Berdasarkan catatan BI, nilai SBT permintaan kredit baru pada kuartal II 2025 mencapai 85,22%, angka ini memang lebih tinggi dibandingkan 55,07% pada kuartal I 2025. Namun, BI juga menyoroti bahwa capaian di kuartal II 2025 tersebut masih di bawah SBT permintaan kredit baru pada kuartal II 2024 yang mencapai 89,11%. Selanjutnya, untuk kuartal III 2025, proyeksi menunjukkan bahwa nilai SBT penyaluran kredit baru diperkirakan akan kembali menurun, mencapai 81,71%.
Menurut Trioksa Siahaan, Senior Vice President Lembaga Pengembangan Perbankan Indonesia (LPPI), sentimen yang menyebabkan prakiraan penurunan penyaluran kredit baru di kuartal III 2025 ini adalah absennya momentum festive yang sebelumnya menjadi pendorong utama.

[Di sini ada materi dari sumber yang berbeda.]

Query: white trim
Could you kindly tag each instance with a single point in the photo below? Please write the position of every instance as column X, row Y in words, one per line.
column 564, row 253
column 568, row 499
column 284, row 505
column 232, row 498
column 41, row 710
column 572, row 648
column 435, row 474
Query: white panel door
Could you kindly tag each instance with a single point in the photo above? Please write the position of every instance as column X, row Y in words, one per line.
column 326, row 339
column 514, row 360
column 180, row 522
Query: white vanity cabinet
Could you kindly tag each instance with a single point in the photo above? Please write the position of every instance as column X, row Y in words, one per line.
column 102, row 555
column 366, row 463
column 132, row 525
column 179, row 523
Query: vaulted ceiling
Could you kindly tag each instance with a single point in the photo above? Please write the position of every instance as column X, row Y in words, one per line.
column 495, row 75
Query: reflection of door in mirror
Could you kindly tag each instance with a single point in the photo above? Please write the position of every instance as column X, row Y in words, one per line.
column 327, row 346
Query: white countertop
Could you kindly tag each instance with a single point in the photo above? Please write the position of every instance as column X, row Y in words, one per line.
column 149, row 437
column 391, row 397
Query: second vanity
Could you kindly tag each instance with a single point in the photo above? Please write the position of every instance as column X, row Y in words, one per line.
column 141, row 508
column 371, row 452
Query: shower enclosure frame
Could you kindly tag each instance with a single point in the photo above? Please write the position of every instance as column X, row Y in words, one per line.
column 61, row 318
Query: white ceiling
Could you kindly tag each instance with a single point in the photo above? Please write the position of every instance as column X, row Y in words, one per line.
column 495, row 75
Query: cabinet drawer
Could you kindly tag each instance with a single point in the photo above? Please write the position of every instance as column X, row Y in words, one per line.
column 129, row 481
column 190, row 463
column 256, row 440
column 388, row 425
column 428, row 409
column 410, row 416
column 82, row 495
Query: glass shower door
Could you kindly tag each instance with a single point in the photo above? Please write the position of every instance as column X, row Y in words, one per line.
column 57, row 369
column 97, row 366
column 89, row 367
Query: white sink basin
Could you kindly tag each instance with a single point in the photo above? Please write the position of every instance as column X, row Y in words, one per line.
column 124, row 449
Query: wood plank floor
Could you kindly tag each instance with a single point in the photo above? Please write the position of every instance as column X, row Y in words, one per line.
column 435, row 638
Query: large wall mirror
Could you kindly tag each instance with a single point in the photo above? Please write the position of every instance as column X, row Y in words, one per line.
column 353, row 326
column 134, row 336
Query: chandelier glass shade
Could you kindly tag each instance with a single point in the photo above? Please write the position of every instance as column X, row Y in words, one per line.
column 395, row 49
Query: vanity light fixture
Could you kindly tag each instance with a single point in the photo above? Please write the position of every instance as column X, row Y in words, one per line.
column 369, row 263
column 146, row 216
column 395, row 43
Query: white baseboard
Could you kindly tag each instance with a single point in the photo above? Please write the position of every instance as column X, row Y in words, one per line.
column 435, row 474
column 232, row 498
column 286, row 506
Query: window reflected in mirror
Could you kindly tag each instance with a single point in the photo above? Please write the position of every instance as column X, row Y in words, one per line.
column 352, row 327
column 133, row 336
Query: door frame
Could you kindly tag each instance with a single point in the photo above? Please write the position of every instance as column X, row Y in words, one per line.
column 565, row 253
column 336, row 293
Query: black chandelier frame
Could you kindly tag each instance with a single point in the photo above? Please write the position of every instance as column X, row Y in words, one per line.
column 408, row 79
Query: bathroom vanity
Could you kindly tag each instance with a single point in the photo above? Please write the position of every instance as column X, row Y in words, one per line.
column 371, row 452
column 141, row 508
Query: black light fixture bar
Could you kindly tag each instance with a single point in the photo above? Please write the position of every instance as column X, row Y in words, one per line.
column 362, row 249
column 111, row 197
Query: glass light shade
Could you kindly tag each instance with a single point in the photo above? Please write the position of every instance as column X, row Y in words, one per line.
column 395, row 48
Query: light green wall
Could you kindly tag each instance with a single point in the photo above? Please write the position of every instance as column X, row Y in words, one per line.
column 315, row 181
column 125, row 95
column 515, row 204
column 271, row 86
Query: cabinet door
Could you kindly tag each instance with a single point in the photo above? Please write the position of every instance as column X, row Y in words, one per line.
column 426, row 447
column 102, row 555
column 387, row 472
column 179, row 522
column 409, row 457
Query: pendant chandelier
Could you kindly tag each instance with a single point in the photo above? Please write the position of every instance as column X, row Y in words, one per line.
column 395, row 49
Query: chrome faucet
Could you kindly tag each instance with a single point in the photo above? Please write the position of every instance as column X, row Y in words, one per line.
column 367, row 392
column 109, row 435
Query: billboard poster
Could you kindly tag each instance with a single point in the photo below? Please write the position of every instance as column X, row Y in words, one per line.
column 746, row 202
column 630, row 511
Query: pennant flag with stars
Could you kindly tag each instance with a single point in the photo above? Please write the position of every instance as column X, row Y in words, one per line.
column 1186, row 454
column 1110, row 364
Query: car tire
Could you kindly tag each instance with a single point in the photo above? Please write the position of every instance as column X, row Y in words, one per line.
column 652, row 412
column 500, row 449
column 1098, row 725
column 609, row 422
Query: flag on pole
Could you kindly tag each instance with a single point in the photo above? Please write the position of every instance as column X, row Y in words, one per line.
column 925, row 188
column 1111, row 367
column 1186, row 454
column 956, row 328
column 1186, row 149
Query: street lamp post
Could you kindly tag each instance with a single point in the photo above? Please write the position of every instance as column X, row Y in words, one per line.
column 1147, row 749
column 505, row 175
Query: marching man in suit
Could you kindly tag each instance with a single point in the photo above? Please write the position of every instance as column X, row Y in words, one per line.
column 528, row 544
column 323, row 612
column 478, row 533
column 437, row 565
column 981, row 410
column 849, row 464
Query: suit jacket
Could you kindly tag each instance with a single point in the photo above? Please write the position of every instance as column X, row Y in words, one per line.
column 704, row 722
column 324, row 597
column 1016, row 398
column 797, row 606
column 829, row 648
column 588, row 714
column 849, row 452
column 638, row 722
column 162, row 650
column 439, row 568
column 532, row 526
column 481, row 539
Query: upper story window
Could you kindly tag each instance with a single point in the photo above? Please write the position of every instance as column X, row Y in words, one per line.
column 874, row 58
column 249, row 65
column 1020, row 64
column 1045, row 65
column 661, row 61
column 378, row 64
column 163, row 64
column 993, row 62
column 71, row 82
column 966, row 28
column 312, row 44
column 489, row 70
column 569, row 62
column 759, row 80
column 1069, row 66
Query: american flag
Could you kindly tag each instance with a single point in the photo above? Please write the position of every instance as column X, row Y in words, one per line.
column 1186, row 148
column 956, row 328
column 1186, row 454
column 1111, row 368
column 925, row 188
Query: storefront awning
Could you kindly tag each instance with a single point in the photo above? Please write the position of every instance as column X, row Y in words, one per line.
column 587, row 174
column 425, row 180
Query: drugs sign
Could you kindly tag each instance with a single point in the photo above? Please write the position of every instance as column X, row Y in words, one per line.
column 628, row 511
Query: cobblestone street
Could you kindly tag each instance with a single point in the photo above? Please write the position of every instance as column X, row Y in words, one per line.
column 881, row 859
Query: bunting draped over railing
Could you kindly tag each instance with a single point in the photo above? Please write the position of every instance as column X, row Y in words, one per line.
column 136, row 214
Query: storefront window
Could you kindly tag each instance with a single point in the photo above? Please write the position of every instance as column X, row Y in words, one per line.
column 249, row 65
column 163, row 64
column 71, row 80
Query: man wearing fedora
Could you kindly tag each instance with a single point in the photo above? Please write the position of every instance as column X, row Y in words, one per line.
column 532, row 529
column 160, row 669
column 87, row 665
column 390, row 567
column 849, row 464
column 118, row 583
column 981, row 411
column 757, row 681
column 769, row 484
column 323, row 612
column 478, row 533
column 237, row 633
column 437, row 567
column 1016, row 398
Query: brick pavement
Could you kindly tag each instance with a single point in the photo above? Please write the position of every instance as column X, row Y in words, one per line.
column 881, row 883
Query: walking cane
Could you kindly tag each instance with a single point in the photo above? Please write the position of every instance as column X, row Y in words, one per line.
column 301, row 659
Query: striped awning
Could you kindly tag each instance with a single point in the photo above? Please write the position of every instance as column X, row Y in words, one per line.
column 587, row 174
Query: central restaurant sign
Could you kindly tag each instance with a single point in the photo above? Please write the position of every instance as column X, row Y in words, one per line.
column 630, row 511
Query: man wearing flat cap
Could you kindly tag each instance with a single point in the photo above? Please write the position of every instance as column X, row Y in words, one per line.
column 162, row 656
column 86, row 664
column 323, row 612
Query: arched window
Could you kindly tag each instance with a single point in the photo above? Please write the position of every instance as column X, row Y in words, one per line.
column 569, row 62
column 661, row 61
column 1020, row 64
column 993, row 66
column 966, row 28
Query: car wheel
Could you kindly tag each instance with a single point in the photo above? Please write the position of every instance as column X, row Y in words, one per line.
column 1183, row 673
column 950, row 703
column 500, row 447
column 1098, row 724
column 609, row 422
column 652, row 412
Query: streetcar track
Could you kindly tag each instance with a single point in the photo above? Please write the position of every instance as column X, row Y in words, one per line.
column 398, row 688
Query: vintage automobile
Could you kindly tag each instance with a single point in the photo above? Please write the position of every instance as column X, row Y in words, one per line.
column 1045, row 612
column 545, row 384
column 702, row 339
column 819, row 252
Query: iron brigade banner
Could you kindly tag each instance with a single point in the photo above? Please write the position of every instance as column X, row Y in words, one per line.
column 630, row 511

Sebagai contoh, pada kuartal II, momen lebaran berhasil menopang konsumsi masyarakat sehingga permintaan kredit sempat menguat. Selain itu, Trioksa juga menambahkan bahwa efek pemangkasan suku bunga acuan oleh BI belum memberikan dampak langsung terhadap realisasi permintaan kredit baru.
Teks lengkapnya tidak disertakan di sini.